Nearly two years after the military coup crushed Myanmar’s fledgling democracy, rights groups and observers say freedoms and rights in the country have deteriorated sharply; state executions resumed and the number of violent attacks documented by the ruling military junta against civilian infrastructure, including schools, increased.
Numerous armed rebel groups emerged against the ruling military junta, while millions of people resisted its rule through forms of civil disobedience.
Weekend summits in Phnom Penh will bring the conflict back to the forefront of the international stage, as Southeast Asian leaders try to find a way forward, after Myanmar’s ruling junta failed to failed to implement a peace plan negotiated in April last year. The country remains part of ASEAN, despite calls from rights groups for its expulsion, but has been banned from sending political-level representatives to key events.
ASEAN foreign ministers made a last-ditch attempt to strategize late last month, with Cambodian Foreign Minister Prak Sokhonn, who chaired the meeting, noting in a later statement that the challenges were due to “the complexity and difficulty of Myanmar’s decades-long conflict, which has been further exacerbated by the current political crisis.
But observers have little expectation for a harder line, at least as long as Cambodia chairs the bloc, and are already eyeing next year when Indonesia assumes leadership in 2023.
Tackling the “ongoing crisis” will be a focus of Biden’s talks with Southeast Asian leaders as he attends ASEAN summits this weekend, the White House said Tuesday. Since the coup, the Biden administration has launched targeted sanctions against the military regime and is holding meetings with the opposition national unity government.
China, on the other hand, has shown support for the ruling military junta and is unlikely to support tough action, observers say. A months-long investigation into the situation in Myanmar released by an international team of lawmakers last month accused Russia and China of “providing both arms and legitimacy to an otherwise isolated regime”.
That too could impact the results this weekend, according to political scientist Chong Ja Ian, an associate professor at the National University of Singapore.

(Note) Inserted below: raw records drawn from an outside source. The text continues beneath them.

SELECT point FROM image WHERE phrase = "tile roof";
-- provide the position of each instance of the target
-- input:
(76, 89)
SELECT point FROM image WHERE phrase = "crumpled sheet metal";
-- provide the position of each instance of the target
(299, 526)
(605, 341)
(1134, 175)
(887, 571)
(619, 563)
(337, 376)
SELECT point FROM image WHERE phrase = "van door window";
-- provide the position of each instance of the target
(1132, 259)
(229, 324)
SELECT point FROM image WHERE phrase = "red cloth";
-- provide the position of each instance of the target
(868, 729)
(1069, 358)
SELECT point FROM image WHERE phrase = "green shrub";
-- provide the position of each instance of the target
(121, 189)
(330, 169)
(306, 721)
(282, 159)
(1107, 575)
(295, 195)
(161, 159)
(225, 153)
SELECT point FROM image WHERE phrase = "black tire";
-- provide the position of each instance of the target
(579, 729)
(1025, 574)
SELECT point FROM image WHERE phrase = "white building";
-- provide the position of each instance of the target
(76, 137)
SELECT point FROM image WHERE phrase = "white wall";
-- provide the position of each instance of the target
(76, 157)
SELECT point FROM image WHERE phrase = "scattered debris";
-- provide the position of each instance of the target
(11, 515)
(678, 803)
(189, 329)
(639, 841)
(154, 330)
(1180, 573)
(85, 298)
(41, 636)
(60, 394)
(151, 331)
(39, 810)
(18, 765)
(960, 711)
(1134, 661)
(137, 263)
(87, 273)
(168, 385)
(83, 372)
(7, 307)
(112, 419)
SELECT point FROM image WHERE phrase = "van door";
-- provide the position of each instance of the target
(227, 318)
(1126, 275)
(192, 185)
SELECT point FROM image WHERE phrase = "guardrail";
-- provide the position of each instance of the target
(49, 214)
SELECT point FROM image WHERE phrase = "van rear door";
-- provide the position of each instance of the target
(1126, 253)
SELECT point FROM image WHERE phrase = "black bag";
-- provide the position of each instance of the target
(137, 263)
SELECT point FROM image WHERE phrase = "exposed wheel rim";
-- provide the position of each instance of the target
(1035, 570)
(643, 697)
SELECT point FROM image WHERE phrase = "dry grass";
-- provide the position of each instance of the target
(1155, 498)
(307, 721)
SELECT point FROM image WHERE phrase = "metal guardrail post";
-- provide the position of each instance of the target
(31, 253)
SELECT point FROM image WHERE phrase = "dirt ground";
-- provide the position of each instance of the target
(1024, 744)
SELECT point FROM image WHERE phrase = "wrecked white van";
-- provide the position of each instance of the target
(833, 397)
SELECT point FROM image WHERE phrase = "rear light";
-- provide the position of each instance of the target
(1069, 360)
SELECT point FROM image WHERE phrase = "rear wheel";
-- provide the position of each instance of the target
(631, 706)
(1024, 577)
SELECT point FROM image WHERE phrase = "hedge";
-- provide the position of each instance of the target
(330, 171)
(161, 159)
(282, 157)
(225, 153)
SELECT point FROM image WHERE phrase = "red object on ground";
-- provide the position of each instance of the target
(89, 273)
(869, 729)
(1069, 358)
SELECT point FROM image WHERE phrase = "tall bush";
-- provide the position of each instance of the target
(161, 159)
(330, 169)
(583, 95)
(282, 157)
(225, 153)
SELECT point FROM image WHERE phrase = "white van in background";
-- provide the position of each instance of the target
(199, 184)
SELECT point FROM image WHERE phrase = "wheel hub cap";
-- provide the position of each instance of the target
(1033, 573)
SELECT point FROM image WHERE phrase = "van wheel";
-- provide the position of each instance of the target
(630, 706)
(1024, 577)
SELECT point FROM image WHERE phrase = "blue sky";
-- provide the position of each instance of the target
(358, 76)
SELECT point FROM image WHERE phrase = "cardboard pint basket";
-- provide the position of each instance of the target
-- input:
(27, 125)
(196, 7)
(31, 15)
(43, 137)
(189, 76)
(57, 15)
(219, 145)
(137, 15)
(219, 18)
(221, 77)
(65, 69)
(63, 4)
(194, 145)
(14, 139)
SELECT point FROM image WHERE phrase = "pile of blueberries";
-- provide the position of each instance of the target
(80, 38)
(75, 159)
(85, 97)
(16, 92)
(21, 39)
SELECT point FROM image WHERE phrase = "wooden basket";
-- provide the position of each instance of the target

“Because of Russian and (Chinese) support for the junta, any effort towards an ASEAN solution would require some form of engagement with them, whether to gain membership or even just non-opposition,” he said. Chong said.
The Myanmar crisis isn’t the only area where the divide between the United States and China could loom over ASEAN summits, even though issues like China’s aggression in the South China Sea – where Beijing asserts territorial claims that conflict with those of several Southeast Asian countries – may be of lesser importance this year.
ASEAN will hold its usual parallel summits with the United States and China respectively, as well as other countries, and China’s number two, economy-focused Premier Li Keqiang, arrived earlier this week as Xi’s representative.
As Southeast Asian leaders seek to consolidate economic stability, they are likely to raise concerns about the impact of US-China competition on the region, its trade and supply chains, for example following a US ban on the export of semi-finished products. drivers in China, according to Chong.
“ASEAN states will try to find a way to navigate all of this, and will look to Beijing and Washington to see what sort of leeway they can offer,” he said.